Virtualized mobile and edge infrastructures with OpenAPI integrations


Team

Team Pedraforca

  • Rasoul Nikbakht Silab, CTTC (Centre Tecnològic de Telecomunicacions de Catalunya)
  • Michail Dalgitsis, Vicomtech
  • Sarang Kahvazadeh, CTTC
  • Sergio Barrachina, CTTC
Edge Hackathon 2022 - 2nd Place.jpg

Introduction

We propose to integrate the MEC Radio Network Information Service (RNIS) API with Amarisoft RAN and edge infrastructure.

This integration enables monitoring/control of the RAN/edge resources. In addition, we use ML-based tools for (close to) optimum resource allocation and fulfillment of different KPIs such as bandwidth and latency.

To test our idea, we deploy a private 5G network with several edge nodes, where each node hosts an AR/VR application (a virtual classroom).

This proposal provides a real-life use-case and builds an open-source library that parses the MEC APIs to a commercial/research-based RAN product, which can be used by other teams for accelerating MEC API adoption.

TBD

Experimental scenario: a MEC-enabled cloud-native 5G network with over-the-air transmissions

Infrastructure (core, edge and RAN)

The experimental scenario will consist of a 5G network spanning three domains: core (at the cloud), edge (realized as MEC), and RAN (provided by a commercial gNB).
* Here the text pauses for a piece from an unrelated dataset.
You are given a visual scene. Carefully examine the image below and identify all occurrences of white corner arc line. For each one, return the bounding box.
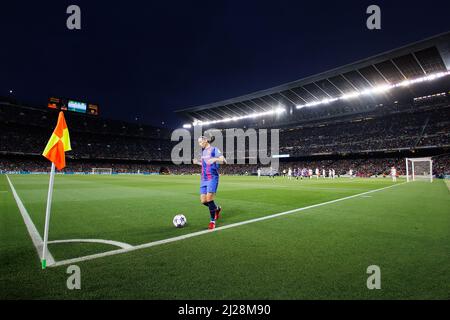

The core and edge domains will consist of virtual machines acting as commercial/consumer off-the-shelf (COTS) servers and the virtual networks to interconnect them, so to provide computation/storage and networking resources, respectively. The RAN will be realized using the Amarisoft Callbox as gNB. Figure

Kubernetes / Cloud-native

Our deployment will have a cloud-native flavor, hence both the network functions (NFs) in the core and the MEC applications running on the edge will be realized as dockerized containers. The 5G core NFs will be based on the Open5GS open-source project [1]. Remarkably, each NF will run as a separate containerized NF (CNF). To that aim, we will rely on Kubernetes for easing the orchestration of a cluster composed of the core and edge nodes. Further, in order to enable MEC capabilities, we will i) deploy UPF(s) at the edge, and ii) develop and implement a MEC platform (MEP) to pull metrics from the gNB so to provide the Radio Network Information Service (RNIS).


Integration of MEC API with Amarisoft RAN

ETSI MEC offers a plethora of open APIs to enable communication with edge and network resources. The one which is more related to interact with our 5G network implementation is the MEC012 RNIS API. Specifically, for the RAN part we will be working with a commercial solution such as the Amarisoft gNB, in which the connected users will access the MEC applications. Therefore, an integration between Amarisoft RAN and RNIS is needed. More specifically, the interaction between the user equipment or the 5G network administrators with Amarisoft is done through a proprietary WebSocket API. Thus, one of our main contributions will be to map WebSocket actions to the RNIS API, in order to extract all the appropriate information for the users and their QoS requirements.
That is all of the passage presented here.